Il y a deux niveaux de vigilance, avec des codes couleur inspirés de ceux de la métropole : la vigilance (couleur orange) et la vigilance renforcée (couleur rouge). Il faut être honnête, les deux notions ne sont pas immédiatement compréhensibles pour tout le monde. Le code couleur a pour objectif de donner l'idée de la gravité de la situation que le simple terme de vigilance renforcée ne suffit peut-être pas à signaler. J'ai tendance à dire chaque année, lors de la sensibilisation des autorités et des services de l'État et des collectivités territoriales, qu'en situation de vigilance, compte tenu de l'habitude des réunionnais des expositions aux risques, ne sont en danger que les imprudents. Si les personnes prennent des précautions ordinaires de prudence, elles sont en sécurité. En revanche, en vigilance renforcée, une vigilance absolue s'impose, des phénomènes d'intensité exceptionnelle sont prévus et même des gens habitués à la météorologie tropicale peuvent être surpris par la virulence du phénomène.
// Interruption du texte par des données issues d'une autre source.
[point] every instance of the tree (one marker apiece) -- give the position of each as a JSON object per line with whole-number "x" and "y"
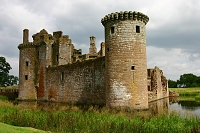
{"x": 172, "y": 84}
{"x": 5, "y": 78}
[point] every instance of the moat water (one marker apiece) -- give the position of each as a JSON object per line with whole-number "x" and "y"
{"x": 182, "y": 106}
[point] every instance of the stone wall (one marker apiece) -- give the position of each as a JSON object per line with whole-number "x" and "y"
{"x": 81, "y": 82}
{"x": 27, "y": 72}
{"x": 126, "y": 66}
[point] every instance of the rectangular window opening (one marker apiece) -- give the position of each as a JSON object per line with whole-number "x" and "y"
{"x": 137, "y": 29}
{"x": 26, "y": 77}
{"x": 27, "y": 63}
{"x": 149, "y": 88}
{"x": 149, "y": 74}
{"x": 132, "y": 67}
{"x": 112, "y": 29}
{"x": 57, "y": 58}
{"x": 62, "y": 76}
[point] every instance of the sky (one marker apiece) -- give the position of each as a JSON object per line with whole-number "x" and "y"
{"x": 172, "y": 33}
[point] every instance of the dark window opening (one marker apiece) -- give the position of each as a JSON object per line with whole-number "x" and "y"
{"x": 27, "y": 63}
{"x": 132, "y": 67}
{"x": 57, "y": 58}
{"x": 148, "y": 71}
{"x": 137, "y": 29}
{"x": 62, "y": 76}
{"x": 112, "y": 30}
{"x": 26, "y": 77}
{"x": 149, "y": 88}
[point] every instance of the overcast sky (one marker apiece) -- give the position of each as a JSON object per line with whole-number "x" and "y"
{"x": 173, "y": 31}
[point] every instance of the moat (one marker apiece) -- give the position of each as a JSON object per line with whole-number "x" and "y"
{"x": 182, "y": 106}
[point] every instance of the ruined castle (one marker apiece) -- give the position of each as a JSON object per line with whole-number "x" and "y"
{"x": 51, "y": 69}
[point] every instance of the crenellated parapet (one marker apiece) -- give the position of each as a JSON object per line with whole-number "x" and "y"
{"x": 26, "y": 45}
{"x": 125, "y": 16}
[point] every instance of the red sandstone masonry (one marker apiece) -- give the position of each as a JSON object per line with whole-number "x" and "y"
{"x": 115, "y": 76}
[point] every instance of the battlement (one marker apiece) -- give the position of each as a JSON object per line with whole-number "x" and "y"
{"x": 125, "y": 16}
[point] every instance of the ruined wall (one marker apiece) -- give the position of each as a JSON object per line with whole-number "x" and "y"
{"x": 65, "y": 50}
{"x": 157, "y": 84}
{"x": 27, "y": 72}
{"x": 81, "y": 82}
{"x": 126, "y": 68}
{"x": 41, "y": 67}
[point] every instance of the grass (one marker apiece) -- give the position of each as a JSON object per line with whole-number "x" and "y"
{"x": 5, "y": 128}
{"x": 3, "y": 98}
{"x": 187, "y": 91}
{"x": 93, "y": 119}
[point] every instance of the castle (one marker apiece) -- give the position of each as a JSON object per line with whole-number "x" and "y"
{"x": 51, "y": 69}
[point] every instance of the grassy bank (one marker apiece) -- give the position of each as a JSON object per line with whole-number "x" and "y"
{"x": 187, "y": 91}
{"x": 72, "y": 119}
{"x": 5, "y": 128}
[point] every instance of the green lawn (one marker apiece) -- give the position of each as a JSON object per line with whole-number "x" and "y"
{"x": 192, "y": 92}
{"x": 5, "y": 128}
{"x": 195, "y": 89}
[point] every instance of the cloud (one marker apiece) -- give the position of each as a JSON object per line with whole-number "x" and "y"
{"x": 173, "y": 62}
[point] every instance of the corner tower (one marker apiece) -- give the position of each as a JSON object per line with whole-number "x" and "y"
{"x": 125, "y": 63}
{"x": 27, "y": 74}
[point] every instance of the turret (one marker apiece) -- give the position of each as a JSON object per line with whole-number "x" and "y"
{"x": 25, "y": 36}
{"x": 27, "y": 73}
{"x": 92, "y": 49}
{"x": 125, "y": 63}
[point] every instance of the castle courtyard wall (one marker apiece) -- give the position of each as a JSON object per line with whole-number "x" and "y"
{"x": 80, "y": 82}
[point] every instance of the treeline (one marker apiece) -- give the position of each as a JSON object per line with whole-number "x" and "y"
{"x": 185, "y": 81}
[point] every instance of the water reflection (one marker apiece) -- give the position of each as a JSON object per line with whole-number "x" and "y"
{"x": 163, "y": 106}
{"x": 186, "y": 107}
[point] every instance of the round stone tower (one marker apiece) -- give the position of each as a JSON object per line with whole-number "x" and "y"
{"x": 27, "y": 72}
{"x": 125, "y": 63}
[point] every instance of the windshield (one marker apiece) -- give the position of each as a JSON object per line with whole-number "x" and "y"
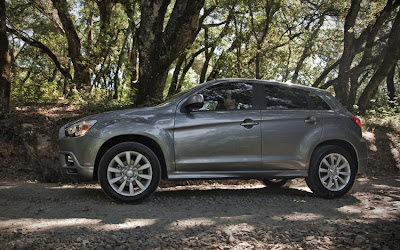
{"x": 173, "y": 97}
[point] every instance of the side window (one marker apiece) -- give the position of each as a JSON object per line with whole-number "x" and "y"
{"x": 228, "y": 96}
{"x": 279, "y": 97}
{"x": 317, "y": 102}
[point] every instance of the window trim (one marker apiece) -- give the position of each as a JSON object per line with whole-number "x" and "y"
{"x": 288, "y": 87}
{"x": 253, "y": 103}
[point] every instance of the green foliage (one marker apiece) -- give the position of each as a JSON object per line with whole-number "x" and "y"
{"x": 109, "y": 45}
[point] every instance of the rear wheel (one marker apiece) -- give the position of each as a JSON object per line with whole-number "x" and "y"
{"x": 332, "y": 172}
{"x": 274, "y": 183}
{"x": 129, "y": 172}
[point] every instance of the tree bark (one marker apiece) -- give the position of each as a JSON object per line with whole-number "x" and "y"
{"x": 342, "y": 88}
{"x": 390, "y": 59}
{"x": 391, "y": 88}
{"x": 270, "y": 8}
{"x": 158, "y": 49}
{"x": 307, "y": 49}
{"x": 44, "y": 49}
{"x": 325, "y": 73}
{"x": 81, "y": 70}
{"x": 5, "y": 84}
{"x": 174, "y": 81}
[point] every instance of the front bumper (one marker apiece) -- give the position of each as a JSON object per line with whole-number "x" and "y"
{"x": 72, "y": 169}
{"x": 77, "y": 156}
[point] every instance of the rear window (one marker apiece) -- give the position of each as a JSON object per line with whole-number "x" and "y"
{"x": 279, "y": 97}
{"x": 317, "y": 102}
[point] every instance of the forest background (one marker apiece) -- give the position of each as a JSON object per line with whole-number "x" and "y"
{"x": 62, "y": 59}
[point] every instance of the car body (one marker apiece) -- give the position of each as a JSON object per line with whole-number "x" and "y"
{"x": 227, "y": 128}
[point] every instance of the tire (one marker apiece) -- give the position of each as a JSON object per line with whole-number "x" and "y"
{"x": 129, "y": 183}
{"x": 332, "y": 172}
{"x": 275, "y": 183}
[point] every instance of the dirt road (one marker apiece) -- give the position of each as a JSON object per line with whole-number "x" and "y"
{"x": 51, "y": 216}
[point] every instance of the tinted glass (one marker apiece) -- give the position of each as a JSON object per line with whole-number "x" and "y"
{"x": 279, "y": 97}
{"x": 317, "y": 102}
{"x": 228, "y": 96}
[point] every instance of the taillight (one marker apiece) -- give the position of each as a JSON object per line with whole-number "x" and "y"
{"x": 356, "y": 121}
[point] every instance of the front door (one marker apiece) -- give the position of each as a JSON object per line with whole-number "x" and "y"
{"x": 224, "y": 135}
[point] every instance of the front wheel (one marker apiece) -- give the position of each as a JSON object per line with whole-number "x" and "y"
{"x": 129, "y": 172}
{"x": 332, "y": 172}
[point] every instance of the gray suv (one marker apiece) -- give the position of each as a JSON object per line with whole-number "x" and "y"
{"x": 229, "y": 128}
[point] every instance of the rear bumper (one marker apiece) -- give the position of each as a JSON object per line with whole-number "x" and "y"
{"x": 362, "y": 151}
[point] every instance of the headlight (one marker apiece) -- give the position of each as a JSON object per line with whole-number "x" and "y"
{"x": 79, "y": 128}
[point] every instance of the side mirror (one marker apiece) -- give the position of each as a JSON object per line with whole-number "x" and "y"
{"x": 194, "y": 102}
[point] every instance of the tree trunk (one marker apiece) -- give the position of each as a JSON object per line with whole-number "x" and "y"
{"x": 307, "y": 49}
{"x": 174, "y": 81}
{"x": 158, "y": 49}
{"x": 390, "y": 87}
{"x": 392, "y": 54}
{"x": 5, "y": 84}
{"x": 81, "y": 71}
{"x": 342, "y": 86}
{"x": 367, "y": 57}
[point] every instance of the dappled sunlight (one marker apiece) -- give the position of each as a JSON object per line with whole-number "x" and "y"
{"x": 45, "y": 224}
{"x": 128, "y": 224}
{"x": 300, "y": 217}
{"x": 184, "y": 224}
{"x": 37, "y": 225}
{"x": 370, "y": 137}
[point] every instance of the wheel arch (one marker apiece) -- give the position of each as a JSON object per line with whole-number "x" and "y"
{"x": 341, "y": 143}
{"x": 147, "y": 141}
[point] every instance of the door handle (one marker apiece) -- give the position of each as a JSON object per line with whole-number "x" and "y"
{"x": 311, "y": 120}
{"x": 248, "y": 123}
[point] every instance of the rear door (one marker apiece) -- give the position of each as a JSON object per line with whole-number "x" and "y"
{"x": 224, "y": 135}
{"x": 290, "y": 128}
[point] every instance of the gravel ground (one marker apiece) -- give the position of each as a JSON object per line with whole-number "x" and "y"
{"x": 221, "y": 216}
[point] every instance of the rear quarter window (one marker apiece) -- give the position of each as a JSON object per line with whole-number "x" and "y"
{"x": 317, "y": 102}
{"x": 283, "y": 98}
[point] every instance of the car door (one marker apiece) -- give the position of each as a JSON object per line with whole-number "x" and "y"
{"x": 223, "y": 135}
{"x": 289, "y": 126}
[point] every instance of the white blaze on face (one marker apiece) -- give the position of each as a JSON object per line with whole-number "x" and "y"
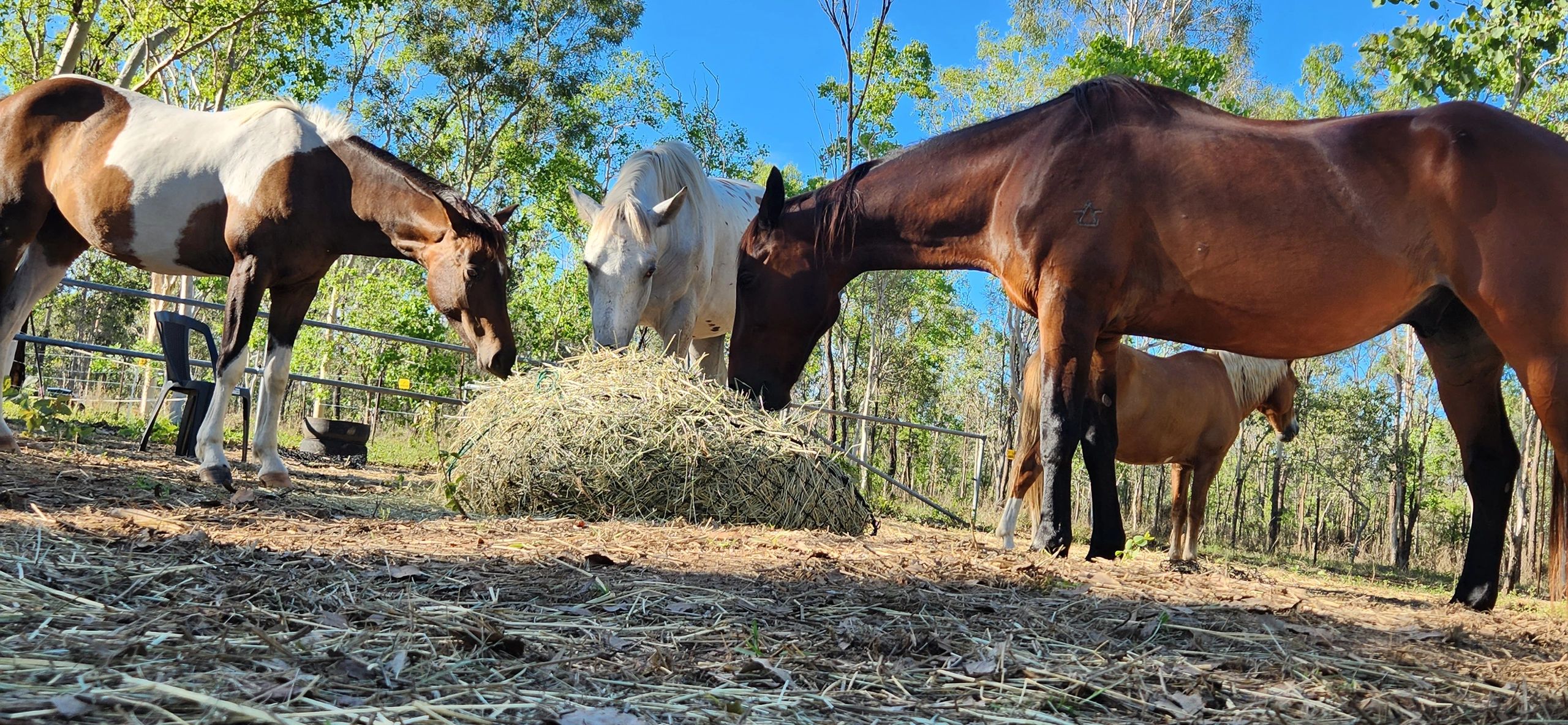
{"x": 618, "y": 283}
{"x": 181, "y": 161}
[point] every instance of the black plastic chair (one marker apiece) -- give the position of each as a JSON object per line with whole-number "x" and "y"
{"x": 175, "y": 335}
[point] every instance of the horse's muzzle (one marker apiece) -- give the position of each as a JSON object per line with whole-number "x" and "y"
{"x": 496, "y": 360}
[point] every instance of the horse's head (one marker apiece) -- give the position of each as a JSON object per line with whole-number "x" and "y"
{"x": 622, "y": 256}
{"x": 785, "y": 302}
{"x": 1280, "y": 405}
{"x": 466, "y": 276}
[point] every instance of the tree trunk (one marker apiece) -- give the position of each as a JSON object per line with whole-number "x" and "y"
{"x": 76, "y": 37}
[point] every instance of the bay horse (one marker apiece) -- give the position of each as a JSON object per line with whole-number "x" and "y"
{"x": 1185, "y": 410}
{"x": 269, "y": 195}
{"x": 662, "y": 251}
{"x": 1123, "y": 208}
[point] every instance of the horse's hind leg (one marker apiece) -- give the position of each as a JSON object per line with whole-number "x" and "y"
{"x": 1181, "y": 484}
{"x": 239, "y": 314}
{"x": 1099, "y": 455}
{"x": 1468, "y": 368}
{"x": 1545, "y": 380}
{"x": 43, "y": 266}
{"x": 1068, "y": 335}
{"x": 1202, "y": 477}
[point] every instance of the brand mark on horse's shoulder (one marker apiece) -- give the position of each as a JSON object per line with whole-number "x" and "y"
{"x": 1088, "y": 216}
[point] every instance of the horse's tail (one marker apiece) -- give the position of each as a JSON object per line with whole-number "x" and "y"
{"x": 1026, "y": 446}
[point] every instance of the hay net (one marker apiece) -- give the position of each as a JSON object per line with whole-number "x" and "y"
{"x": 645, "y": 437}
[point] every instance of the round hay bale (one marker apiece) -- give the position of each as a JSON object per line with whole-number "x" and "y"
{"x": 645, "y": 437}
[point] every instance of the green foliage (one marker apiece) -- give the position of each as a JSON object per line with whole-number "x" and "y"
{"x": 885, "y": 76}
{"x": 1185, "y": 68}
{"x": 1137, "y": 544}
{"x": 1493, "y": 49}
{"x": 43, "y": 413}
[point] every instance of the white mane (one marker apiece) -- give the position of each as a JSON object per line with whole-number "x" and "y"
{"x": 651, "y": 177}
{"x": 330, "y": 124}
{"x": 1252, "y": 379}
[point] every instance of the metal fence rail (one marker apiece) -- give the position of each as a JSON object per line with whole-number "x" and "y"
{"x": 314, "y": 324}
{"x": 253, "y": 371}
{"x": 979, "y": 438}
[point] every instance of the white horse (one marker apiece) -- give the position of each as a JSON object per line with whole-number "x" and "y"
{"x": 662, "y": 251}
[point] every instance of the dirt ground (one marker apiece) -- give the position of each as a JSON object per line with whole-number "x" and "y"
{"x": 129, "y": 592}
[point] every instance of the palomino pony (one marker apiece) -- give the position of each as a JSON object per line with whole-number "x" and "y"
{"x": 662, "y": 253}
{"x": 1123, "y": 208}
{"x": 1185, "y": 410}
{"x": 267, "y": 195}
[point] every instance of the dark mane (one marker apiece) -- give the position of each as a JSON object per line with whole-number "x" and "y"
{"x": 430, "y": 186}
{"x": 1106, "y": 101}
{"x": 1101, "y": 102}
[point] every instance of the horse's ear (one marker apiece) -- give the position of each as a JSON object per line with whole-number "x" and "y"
{"x": 587, "y": 209}
{"x": 667, "y": 209}
{"x": 772, "y": 200}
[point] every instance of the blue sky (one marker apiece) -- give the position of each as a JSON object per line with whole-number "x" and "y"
{"x": 771, "y": 55}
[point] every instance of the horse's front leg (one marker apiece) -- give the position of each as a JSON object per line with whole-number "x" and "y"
{"x": 289, "y": 308}
{"x": 1099, "y": 454}
{"x": 710, "y": 359}
{"x": 37, "y": 275}
{"x": 239, "y": 314}
{"x": 1068, "y": 335}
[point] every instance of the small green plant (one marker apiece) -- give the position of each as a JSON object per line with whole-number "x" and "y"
{"x": 753, "y": 644}
{"x": 1139, "y": 542}
{"x": 449, "y": 482}
{"x": 44, "y": 413}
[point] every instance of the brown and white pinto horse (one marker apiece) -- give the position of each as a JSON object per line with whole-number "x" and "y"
{"x": 1123, "y": 208}
{"x": 1185, "y": 410}
{"x": 269, "y": 195}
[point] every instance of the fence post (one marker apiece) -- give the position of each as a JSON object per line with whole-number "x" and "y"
{"x": 974, "y": 506}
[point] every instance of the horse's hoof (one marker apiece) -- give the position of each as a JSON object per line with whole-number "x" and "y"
{"x": 1099, "y": 553}
{"x": 276, "y": 479}
{"x": 217, "y": 476}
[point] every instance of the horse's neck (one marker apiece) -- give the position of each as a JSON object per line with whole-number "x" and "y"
{"x": 388, "y": 206}
{"x": 918, "y": 214}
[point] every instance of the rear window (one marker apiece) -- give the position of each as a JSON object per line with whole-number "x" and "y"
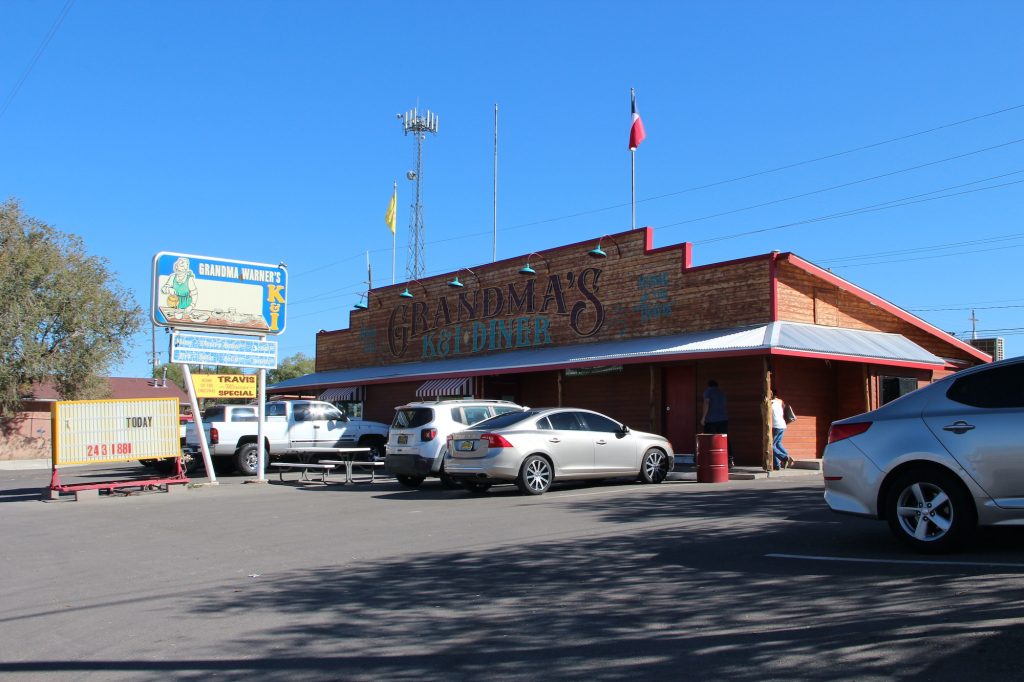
{"x": 998, "y": 387}
{"x": 410, "y": 418}
{"x": 506, "y": 420}
{"x": 214, "y": 414}
{"x": 470, "y": 415}
{"x": 244, "y": 415}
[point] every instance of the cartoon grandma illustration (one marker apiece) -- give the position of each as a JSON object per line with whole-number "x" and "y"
{"x": 180, "y": 289}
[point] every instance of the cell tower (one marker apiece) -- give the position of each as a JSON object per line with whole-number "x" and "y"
{"x": 412, "y": 122}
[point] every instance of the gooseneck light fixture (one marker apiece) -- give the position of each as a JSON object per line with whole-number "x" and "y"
{"x": 455, "y": 282}
{"x": 528, "y": 269}
{"x": 408, "y": 294}
{"x": 598, "y": 252}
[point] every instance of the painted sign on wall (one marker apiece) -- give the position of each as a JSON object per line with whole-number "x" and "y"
{"x": 225, "y": 385}
{"x": 99, "y": 431}
{"x": 481, "y": 320}
{"x": 212, "y": 294}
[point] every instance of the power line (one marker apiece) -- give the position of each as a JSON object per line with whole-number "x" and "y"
{"x": 843, "y": 185}
{"x": 35, "y": 58}
{"x": 895, "y": 203}
{"x": 772, "y": 170}
{"x": 934, "y": 247}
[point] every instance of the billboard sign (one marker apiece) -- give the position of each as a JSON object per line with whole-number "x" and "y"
{"x": 203, "y": 293}
{"x": 101, "y": 431}
{"x": 228, "y": 350}
{"x": 224, "y": 385}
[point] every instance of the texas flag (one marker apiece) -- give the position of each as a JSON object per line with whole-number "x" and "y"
{"x": 636, "y": 130}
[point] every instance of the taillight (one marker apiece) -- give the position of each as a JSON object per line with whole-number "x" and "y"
{"x": 839, "y": 432}
{"x": 496, "y": 440}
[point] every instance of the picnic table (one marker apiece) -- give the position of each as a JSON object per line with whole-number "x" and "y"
{"x": 344, "y": 457}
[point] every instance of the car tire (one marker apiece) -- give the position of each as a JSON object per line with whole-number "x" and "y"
{"x": 536, "y": 475}
{"x": 246, "y": 460}
{"x": 409, "y": 481}
{"x": 653, "y": 466}
{"x": 448, "y": 481}
{"x": 378, "y": 449}
{"x": 476, "y": 487}
{"x": 930, "y": 510}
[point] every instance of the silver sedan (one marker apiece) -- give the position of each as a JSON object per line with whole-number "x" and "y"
{"x": 938, "y": 461}
{"x": 539, "y": 446}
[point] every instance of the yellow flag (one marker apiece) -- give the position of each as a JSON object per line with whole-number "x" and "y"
{"x": 389, "y": 214}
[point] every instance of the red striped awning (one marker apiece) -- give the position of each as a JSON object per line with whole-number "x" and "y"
{"x": 346, "y": 393}
{"x": 438, "y": 387}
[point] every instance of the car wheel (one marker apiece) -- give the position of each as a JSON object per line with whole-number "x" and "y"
{"x": 247, "y": 459}
{"x": 476, "y": 487}
{"x": 409, "y": 481}
{"x": 535, "y": 475}
{"x": 448, "y": 481}
{"x": 654, "y": 466}
{"x": 929, "y": 510}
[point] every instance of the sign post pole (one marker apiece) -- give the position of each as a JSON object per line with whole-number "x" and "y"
{"x": 198, "y": 421}
{"x": 260, "y": 448}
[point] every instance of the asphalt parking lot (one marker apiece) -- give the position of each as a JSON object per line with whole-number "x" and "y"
{"x": 740, "y": 581}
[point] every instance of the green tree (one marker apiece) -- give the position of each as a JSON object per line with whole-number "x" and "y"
{"x": 62, "y": 316}
{"x": 298, "y": 365}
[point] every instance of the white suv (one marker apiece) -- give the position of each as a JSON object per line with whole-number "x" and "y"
{"x": 418, "y": 438}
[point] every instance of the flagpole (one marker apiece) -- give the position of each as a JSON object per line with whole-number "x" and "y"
{"x": 633, "y": 184}
{"x": 494, "y": 255}
{"x": 393, "y": 231}
{"x": 633, "y": 168}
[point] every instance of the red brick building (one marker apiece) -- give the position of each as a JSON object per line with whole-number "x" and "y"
{"x": 635, "y": 332}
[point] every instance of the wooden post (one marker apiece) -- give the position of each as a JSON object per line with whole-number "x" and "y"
{"x": 766, "y": 441}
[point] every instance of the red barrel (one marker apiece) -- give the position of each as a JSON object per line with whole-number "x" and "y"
{"x": 713, "y": 458}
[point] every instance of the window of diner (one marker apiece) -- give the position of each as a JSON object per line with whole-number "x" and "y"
{"x": 894, "y": 387}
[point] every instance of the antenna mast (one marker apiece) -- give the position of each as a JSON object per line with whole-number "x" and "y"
{"x": 413, "y": 122}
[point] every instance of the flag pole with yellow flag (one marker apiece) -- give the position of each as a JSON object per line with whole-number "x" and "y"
{"x": 389, "y": 218}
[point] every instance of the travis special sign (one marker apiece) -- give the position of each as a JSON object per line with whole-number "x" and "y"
{"x": 224, "y": 385}
{"x": 208, "y": 294}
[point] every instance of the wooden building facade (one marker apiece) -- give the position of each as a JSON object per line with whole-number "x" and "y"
{"x": 635, "y": 332}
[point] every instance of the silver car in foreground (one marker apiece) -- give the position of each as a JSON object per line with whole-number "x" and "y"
{"x": 938, "y": 461}
{"x": 536, "y": 448}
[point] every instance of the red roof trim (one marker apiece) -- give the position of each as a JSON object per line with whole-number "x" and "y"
{"x": 908, "y": 317}
{"x": 856, "y": 358}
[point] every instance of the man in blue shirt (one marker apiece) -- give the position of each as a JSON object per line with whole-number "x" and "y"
{"x": 715, "y": 418}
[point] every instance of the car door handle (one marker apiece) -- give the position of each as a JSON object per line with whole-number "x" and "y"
{"x": 958, "y": 427}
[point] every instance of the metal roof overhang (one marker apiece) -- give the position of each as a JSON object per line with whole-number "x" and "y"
{"x": 781, "y": 338}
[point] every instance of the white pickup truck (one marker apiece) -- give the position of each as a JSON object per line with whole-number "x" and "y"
{"x": 231, "y": 431}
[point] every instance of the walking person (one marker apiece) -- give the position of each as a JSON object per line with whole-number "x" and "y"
{"x": 715, "y": 418}
{"x": 781, "y": 456}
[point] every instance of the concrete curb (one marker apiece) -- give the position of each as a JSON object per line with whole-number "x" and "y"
{"x": 18, "y": 465}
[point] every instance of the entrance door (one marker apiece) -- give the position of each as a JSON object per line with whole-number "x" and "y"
{"x": 680, "y": 408}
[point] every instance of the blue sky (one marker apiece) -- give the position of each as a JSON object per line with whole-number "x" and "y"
{"x": 266, "y": 131}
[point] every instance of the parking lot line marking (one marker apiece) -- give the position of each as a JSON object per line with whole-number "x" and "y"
{"x": 916, "y": 562}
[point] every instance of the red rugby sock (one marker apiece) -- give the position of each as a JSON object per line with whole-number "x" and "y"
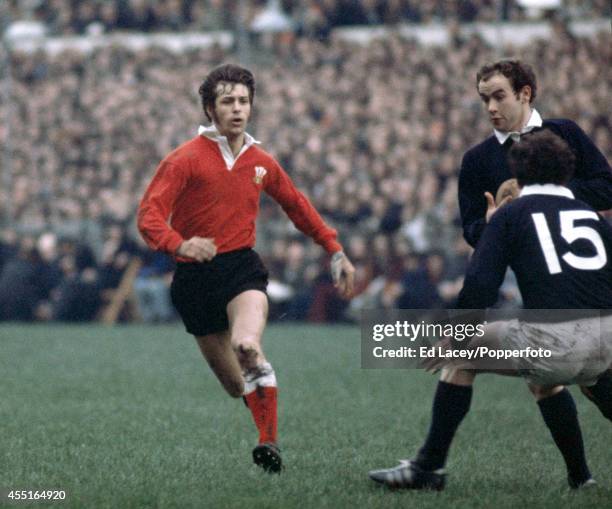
{"x": 262, "y": 403}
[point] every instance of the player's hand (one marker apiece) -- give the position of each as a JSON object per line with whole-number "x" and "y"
{"x": 198, "y": 248}
{"x": 508, "y": 191}
{"x": 343, "y": 274}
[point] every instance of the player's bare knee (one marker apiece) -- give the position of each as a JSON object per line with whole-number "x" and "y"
{"x": 248, "y": 351}
{"x": 545, "y": 391}
{"x": 234, "y": 387}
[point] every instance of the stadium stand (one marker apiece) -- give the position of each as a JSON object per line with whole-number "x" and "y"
{"x": 372, "y": 131}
Ce système est infra-départemental. Il distingue au sein de La Réunion 5 zones terrestres à peu près homogènes climatologiquement et 7 zones littorales pour moduler le passage en vigilance renforcée sur les 4 aléas mentionnés précédemment (fortes pluies, orages, vents forts et forte houle). Il est inutile d'inquiéter les gens du sud de l'île quand l'essentiel du phénomène concerne le nord.

La vigilance est multi-aléas et celui qui sévit avec le plus de virulence impose son niveau de vigilance sur la zone.

Ce dispositif est décliné par des mesures de gestion de crise prises à l'échelon communal par le maire ou à l'échelon départemental par le préfet, avec parfois des difficultés de compréhension par la population des mesures prises parce que la plupart des réunionnais connaissent mieux l'alerte cyclonique que la vigilance météorologique. C'est un défaut de la culture réunionnaise du risque.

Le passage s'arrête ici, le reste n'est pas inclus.